Stockmann has not authorized the offering of the capital securities to the public in any member state of the European Economic Area (the “EEA”). All offers of the capital securities in the EEA will be made pursuant to an exemption under the Directive 2003/71/EC (as amended by Directive 2010/73/EU, the “Prospectus Directive”), as implemented in the member states of the EEA, from the requirement to produce a prospectus under the Prospectus Directive for offers of securities. The offer is only addressed to and directed at persons in member states of the EEA who are “qualified investors” within the meaning of Article 2(1)(e) of Prospectus Directive and the minimum size of the investment as well as the unit size is EUR 100,000. The expression an “offer to the public” in relation to any capital securities in any member state of the EEA means the communication in any form and by any means of sufficient information on the terms of the offer and any capital securities to be offered so as to enable an investor to decide to purchase any capital securities, as the same may be varied in that member state by any measure implementing the Prospectus Directive in that member state.
The financial institutions defined herein are acting exclusively for Stockmann as lead managers of the offering and will not be responsible to anyone other than Stockmann for providing the protections afforded to its clients nor giving investment or other advice in relation to the capital securities or any other transaction or any other matter mentioned herein.
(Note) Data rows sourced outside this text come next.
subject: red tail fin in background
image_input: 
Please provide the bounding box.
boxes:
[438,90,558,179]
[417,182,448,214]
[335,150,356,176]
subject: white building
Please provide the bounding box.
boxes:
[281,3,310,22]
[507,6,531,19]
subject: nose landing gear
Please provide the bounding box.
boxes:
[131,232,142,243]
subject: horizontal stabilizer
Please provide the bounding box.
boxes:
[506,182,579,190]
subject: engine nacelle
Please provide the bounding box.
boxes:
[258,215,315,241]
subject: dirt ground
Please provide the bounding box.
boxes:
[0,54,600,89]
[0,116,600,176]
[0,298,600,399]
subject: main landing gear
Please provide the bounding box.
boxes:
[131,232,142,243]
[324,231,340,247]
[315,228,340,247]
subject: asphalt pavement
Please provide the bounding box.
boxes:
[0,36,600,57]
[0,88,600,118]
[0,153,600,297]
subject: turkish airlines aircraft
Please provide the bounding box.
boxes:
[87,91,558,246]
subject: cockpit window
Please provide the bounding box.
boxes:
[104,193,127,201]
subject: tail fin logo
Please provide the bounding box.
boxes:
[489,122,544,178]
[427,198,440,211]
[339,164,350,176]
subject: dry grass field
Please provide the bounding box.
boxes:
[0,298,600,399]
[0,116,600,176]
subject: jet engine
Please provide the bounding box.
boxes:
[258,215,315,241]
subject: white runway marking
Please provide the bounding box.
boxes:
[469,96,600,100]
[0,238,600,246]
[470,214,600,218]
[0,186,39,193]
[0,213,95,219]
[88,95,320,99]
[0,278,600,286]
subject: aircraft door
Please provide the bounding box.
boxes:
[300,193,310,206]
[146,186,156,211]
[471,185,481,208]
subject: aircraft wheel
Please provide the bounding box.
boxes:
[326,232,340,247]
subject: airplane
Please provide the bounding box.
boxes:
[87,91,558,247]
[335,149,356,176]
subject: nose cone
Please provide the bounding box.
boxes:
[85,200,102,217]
The information provided herein may only be communicated to persons in the United Kingdom in circumstances where section 21(1) of the Financial Services and Markets Act 2000 as amended, does not apply and is solely directed at persons in the United Kingdom who (a) have professional experience in matters relating to investments falling within Article 19(5) of the Financial Services and Markets Act 2000 (Financial Promotion) Order 2005 (the “Order”) or (b) persons falling within Article 49(2)(a) to (d) of the Order, or other persons to whom it may be lawfully communicated (all such persons together being referred to as “relevant persons”). This release is directed only at relevant persons and any person who is not a relevant person must not act or rely on this document or any of its contents.
The capital securities may not be publicly offered, sold or advertised, directly or indirectly, in, into or from Switzerland and will not be listed on the SIX Swiss Exchange Ltd. (“SIX Swiss Exchange”) or on any other stock exchange or regulated trading facility in Switzerland. Neither the applicable information memorandum nor any other offering or marketing material relating to the capital securities constitutes a prospectus as such term is understood pursuant to article 652a or article 1156 of the Swiss Code of Obligations or a listing prospectus within the meaning of the listing rules of the SIX Swiss Exchange or any other regulated trading facility in Switzerland, and neither the applicable information memorandum nor any other offering or marketing material relating to the capital securities may be publicly distributed or otherwise made publicly available in Switzerland.